EuGH: Kein privilegierter Maßstab für Betriebsvereinbarungen 

Der Hoffnung auf die Zulässigkeit maßgeschneiderter Lösungen für die betriebliche Datenverarbeitung erteilte der EuGH eine deutliche Absage.

Mit Blick auf die erste Vorlagefrage stellte der EuGH klar, dass in Betriebsvereinbarungen geregelte Datenverarbeitung sämtliche Anforderungen der DSGVO erfüllen muss. Andernfalls könne das hohe Schutzniveau der DSGVO im Beschäftigungskontext umgangen werden.

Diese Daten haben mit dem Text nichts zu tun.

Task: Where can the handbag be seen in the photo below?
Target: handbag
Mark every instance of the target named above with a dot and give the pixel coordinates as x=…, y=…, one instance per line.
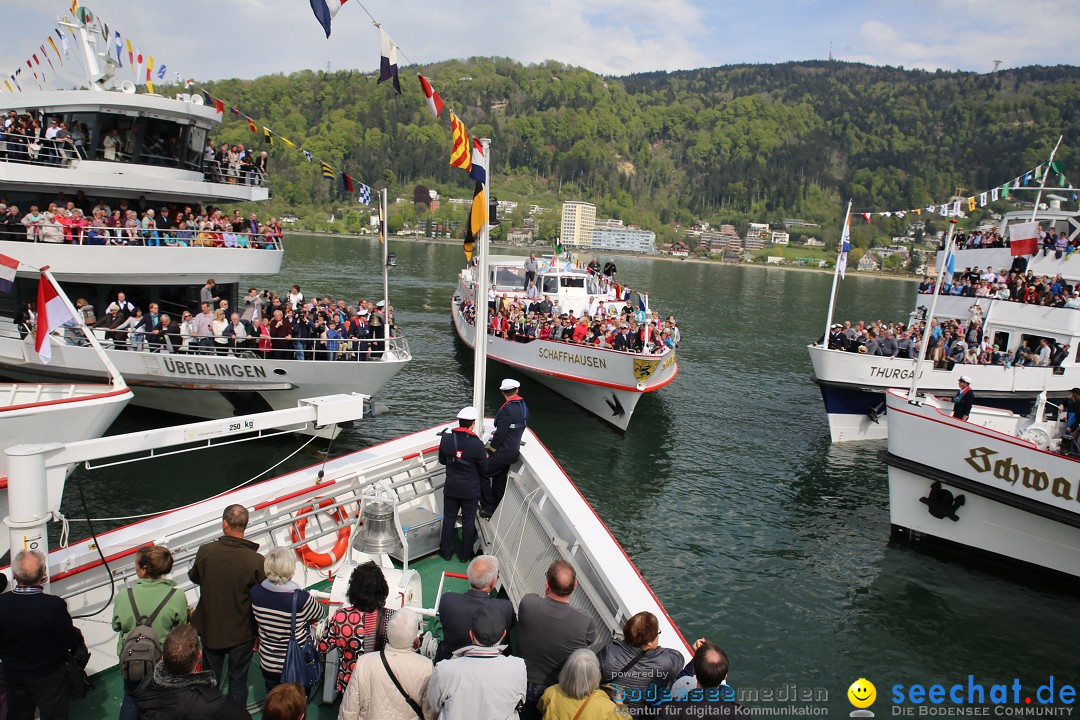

Entsprechend seien insbesondere die allgemeinen Datenverarbeitungsgrundsätze aus Art. 5 DSGVO, die Rechtmäßigkeitsanforderungen aus Art. 6 Abs. 1 DSGVO sowie die besonderen Anforderungen an besondere Kategorien von Daten (z.B. Gesundheitsdaten) aus Art. 9 Abs. 1 DSGVO zu beachten. Auch einen Ermessensspielraum der Betriebsparteien bei der Beurteilung der Erforderlichkeit der Datenverarbeitung lehnte der EuGH ab.

Die zweite Vorlagefrage beantwortete der EuGH mit der Klarstellung, dass Rechtsgrundlagen in Betriebsvereinbarungen einer vollen gerichtlichen Kontrolle hinsichtlich der Anforderungen der DSGVO unterliegen. Zwar erkennt der Gerichtshof an, dass die Betriebsparteien

umfangreiche Kenntnisse in Bezug auf die spezifischen Bedürfnisse im Beschäftigungsbereich und im betreffenden Tätigkeitsbereich haben.

Nichtsdestotrotz müsse ausgeschlossen werden, dass die Betriebsparteien aus Gründen der Wirtschaftlichkeit und Einfachheit Kompromisse schließen, die das hohe Schutzniveau der DSGVO beeinträchtigen könnten.

Damit ist als Quintessenz festzuhalten: Eine nach Maßgabe der DSGVO unzulässige Datenverarbeitung kann nicht auf der Basis einer Betriebsvereinbarung legitimiert werden.

Praxishinweis: Die „Workday“-Entscheidung des EuGH enthält keinerlei Anhaltspunkte für ein Mitbestimmungsrecht des Betriebsrats in Sachen Datenschutz. Vielmehr ist der Datenschutz mitbestimmungsfrei und wird insbesondere nicht vom IT-Mitbestimmungsrecht des Betriebsrats nach § 87 Abs. 1 Nr. 6 BetrVG erfasst (so zuletzt ausdrücklich LAG Hessen, Urteil v. 5. Dezember 2024 – 5 TaBV 4/24). 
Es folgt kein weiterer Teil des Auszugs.